Drug trial volunteers often don't get access to drug once it's approved, study finds

The people who participate in prescription drug trials in countries outside the U.S. often don't get access to the drug once it's approved by the FDA, according to a recent study published in JAMA Network Open

Drug trials run by American pharmaceutical companies often take place both in the U.S. and other countries. It's cheaper to run trials in lower and low-income countries, and it diversifies the trial population, NPR reported June 11. 

But once the FDA approves a drug, trial volunteers outside of the U.S. often lack access to the drug they helped test, the study found. The study was conducted by researchers at Yale School of Medicine in New Haven, Conn.; Stanford University in California; Brigham and Women's Hospital in Boston; and Memorial Sloan Kettering Cancer Center in New York City. 

Researchers looked at FDA data to see in which countries 34 drugs had been tested, then checked those countries' regulatory websites to see if the drugs were being marketed there five years after their approval, NPR reported. They looked at drugs made by large drugmakers that were approved in 2012 and 2014, including drugs designed to treat infectious diseases such as HIV and hepatitis C; chronic conditions such as diabetes; and cancers. 

Only five drugs had been approved in all the countries where they were tested within five years, and they were less frequently available in poorer countries included in the study, NPR reported. 

The FDA-approved drugs were available in nearly half of the high income countries where they were tested, but only 9 percent of upper-middle income countries and 22 percent of lower-middle income countries. 

"The people subjecting themselves to experimentation are mostly outside the U.S. The volunteers in other countries don't get back what we get, which is the products when they're actually effective," Peter Bach, MD, a co-author of the study and director of the Center for Health and Policy Outcomes at Memorial Sloan Kettering Cancer Center, told NPR

Global health advocates have told NPR the study confirms what they've always suspected: People in lower-income countries who participate in drug trials often lack access to the drugs they helped test. But the pharmaceutical industry has disputed the study. 

A spokesperson for the Pharmaceutical Research and Manufacturers of America, the industry's biggest lobbying group, told NPR that the study "is based on incomplete and inaccurate data that severely bias the results. In fact, actual sales data show that these products launched in nearly all countries where they were tested, including most countries where the authors claim they have not launched.
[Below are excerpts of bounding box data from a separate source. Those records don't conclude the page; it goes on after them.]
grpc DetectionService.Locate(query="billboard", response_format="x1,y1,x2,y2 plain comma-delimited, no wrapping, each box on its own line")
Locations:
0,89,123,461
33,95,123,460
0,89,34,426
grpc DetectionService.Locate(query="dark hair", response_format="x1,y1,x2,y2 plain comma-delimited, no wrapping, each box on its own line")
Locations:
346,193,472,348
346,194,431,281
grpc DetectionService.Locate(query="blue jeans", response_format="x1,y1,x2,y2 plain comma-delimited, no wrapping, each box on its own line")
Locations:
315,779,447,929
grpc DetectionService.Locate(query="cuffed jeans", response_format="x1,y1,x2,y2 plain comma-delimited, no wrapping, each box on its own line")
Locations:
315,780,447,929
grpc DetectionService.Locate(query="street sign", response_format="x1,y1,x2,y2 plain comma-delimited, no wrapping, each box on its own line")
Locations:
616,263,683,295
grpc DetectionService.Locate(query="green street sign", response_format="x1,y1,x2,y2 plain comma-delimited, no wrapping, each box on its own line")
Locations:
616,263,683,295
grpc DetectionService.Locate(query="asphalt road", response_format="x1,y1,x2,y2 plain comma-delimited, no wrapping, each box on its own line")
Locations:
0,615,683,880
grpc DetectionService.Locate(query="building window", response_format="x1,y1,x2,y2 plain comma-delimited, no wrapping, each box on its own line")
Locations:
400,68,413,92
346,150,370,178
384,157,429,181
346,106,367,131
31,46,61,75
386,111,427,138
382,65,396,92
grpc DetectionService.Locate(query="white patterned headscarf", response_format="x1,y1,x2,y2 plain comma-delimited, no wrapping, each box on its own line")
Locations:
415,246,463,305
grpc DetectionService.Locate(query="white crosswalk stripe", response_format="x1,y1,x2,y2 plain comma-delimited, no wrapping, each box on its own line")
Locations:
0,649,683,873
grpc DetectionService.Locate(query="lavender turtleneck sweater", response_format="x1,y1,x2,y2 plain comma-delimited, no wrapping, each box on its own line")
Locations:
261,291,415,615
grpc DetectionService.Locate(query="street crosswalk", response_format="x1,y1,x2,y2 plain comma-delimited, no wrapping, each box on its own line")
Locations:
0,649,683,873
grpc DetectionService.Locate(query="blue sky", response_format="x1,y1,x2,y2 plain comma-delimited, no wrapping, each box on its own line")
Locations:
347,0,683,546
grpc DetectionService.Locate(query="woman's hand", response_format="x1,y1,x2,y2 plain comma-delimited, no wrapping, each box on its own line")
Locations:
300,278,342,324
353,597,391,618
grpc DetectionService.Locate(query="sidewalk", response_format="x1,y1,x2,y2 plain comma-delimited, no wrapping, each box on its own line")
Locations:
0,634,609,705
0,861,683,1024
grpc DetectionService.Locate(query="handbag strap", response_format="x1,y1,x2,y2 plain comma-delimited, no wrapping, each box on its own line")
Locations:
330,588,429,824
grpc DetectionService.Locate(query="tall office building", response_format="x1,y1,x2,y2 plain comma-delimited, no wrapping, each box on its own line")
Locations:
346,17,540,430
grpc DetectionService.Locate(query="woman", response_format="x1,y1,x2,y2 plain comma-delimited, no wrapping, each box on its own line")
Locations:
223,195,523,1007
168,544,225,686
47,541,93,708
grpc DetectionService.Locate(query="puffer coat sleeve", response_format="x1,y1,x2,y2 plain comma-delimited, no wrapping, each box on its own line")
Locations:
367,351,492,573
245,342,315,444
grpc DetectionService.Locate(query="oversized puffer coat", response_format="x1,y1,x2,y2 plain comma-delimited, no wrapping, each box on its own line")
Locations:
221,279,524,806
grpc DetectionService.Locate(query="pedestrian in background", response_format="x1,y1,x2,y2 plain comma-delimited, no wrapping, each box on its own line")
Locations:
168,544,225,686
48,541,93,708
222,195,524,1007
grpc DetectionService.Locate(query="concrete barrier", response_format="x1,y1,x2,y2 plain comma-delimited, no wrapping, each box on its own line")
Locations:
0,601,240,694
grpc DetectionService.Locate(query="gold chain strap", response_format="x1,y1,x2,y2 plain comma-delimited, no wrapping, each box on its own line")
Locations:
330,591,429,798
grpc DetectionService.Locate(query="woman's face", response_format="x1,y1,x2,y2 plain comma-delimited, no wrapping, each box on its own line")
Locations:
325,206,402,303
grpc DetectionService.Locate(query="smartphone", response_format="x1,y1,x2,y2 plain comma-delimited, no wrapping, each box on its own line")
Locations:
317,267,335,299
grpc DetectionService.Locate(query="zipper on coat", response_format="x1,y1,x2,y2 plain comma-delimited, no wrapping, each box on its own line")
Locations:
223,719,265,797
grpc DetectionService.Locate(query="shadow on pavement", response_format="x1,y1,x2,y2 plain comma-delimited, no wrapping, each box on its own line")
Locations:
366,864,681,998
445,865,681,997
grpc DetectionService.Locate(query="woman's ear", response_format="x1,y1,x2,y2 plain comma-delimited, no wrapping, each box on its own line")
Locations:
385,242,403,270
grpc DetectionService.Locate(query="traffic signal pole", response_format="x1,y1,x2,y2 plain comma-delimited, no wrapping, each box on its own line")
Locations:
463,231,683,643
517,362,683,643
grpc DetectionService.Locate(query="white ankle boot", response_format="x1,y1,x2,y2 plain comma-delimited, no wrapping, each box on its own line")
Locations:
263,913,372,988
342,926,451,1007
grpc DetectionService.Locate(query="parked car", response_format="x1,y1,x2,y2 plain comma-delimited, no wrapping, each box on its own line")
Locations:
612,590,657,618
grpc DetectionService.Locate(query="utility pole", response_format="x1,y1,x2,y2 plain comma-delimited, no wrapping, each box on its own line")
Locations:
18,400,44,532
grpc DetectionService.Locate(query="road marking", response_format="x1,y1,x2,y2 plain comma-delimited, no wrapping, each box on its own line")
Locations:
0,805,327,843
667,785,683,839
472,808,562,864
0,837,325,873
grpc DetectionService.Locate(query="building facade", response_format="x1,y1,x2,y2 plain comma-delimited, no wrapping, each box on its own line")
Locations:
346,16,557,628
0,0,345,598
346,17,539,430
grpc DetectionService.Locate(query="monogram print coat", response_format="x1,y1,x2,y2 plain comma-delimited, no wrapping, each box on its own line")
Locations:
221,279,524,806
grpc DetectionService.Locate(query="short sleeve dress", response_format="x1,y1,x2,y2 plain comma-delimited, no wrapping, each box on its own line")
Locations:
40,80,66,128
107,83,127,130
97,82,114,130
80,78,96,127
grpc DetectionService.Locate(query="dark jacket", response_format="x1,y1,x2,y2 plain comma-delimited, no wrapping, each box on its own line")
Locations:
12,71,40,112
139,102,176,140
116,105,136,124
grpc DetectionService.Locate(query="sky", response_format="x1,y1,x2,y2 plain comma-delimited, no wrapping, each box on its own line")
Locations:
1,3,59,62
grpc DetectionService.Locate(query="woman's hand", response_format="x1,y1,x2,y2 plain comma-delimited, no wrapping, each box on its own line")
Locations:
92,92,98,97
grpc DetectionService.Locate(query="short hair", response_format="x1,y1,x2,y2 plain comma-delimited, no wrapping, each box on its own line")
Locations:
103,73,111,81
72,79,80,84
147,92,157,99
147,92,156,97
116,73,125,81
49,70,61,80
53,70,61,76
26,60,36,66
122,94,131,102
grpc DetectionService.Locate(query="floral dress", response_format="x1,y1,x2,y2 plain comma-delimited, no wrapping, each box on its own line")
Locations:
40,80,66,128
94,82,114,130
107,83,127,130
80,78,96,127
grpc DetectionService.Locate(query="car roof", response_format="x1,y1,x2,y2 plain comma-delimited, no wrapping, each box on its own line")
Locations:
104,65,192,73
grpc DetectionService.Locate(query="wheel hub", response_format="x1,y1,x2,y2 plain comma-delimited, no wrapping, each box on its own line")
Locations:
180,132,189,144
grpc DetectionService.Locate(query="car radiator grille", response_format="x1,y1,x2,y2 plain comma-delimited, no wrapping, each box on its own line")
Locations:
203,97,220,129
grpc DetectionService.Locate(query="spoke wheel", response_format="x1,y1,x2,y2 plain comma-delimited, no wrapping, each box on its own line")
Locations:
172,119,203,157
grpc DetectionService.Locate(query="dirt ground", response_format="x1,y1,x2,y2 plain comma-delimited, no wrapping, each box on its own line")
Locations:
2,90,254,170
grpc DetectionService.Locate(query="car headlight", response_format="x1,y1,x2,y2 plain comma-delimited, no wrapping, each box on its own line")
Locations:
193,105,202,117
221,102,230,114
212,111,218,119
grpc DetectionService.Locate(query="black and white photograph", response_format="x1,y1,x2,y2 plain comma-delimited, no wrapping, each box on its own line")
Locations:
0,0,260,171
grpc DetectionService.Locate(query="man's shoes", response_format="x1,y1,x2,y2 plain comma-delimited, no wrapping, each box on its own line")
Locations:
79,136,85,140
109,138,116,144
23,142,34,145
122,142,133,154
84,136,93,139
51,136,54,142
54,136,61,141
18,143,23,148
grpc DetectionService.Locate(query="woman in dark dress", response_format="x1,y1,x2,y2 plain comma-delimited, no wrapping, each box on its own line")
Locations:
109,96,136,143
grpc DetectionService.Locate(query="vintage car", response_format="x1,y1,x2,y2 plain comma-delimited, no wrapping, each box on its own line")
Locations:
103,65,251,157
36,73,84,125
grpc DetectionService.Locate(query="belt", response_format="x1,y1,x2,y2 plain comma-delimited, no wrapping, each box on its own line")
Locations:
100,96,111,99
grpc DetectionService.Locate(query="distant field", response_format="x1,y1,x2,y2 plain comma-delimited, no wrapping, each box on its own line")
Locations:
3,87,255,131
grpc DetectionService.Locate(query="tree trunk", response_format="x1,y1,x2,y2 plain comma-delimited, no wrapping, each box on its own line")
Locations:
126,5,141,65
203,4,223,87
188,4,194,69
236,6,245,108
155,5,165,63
Furthermore, the study authors did not take into account approval delays that biopharmaceutical companies encounter in many markets around the world based on local regulatory requirements, delaying medicine availability for patients by years."

The researchers said that some delays in approval may be due to slow processes in some countries, but their conclusions remain unchanged, NPR reported. 

Manuel Martin, MD,  a physician who works with Doctors Without Borders, told NPR the issue of access is particularly prominent with COVID-19 vaccines, which weren't included in the study. 

"A lot of testing for some of the vaccines was done in developing countries, which are now at the back of the queue in gaining access," he told NPR. "Patients quite literally put their bodies on the line to test these vaccines, and now these same patients are being told they have to wait, and they can't have access as a priority."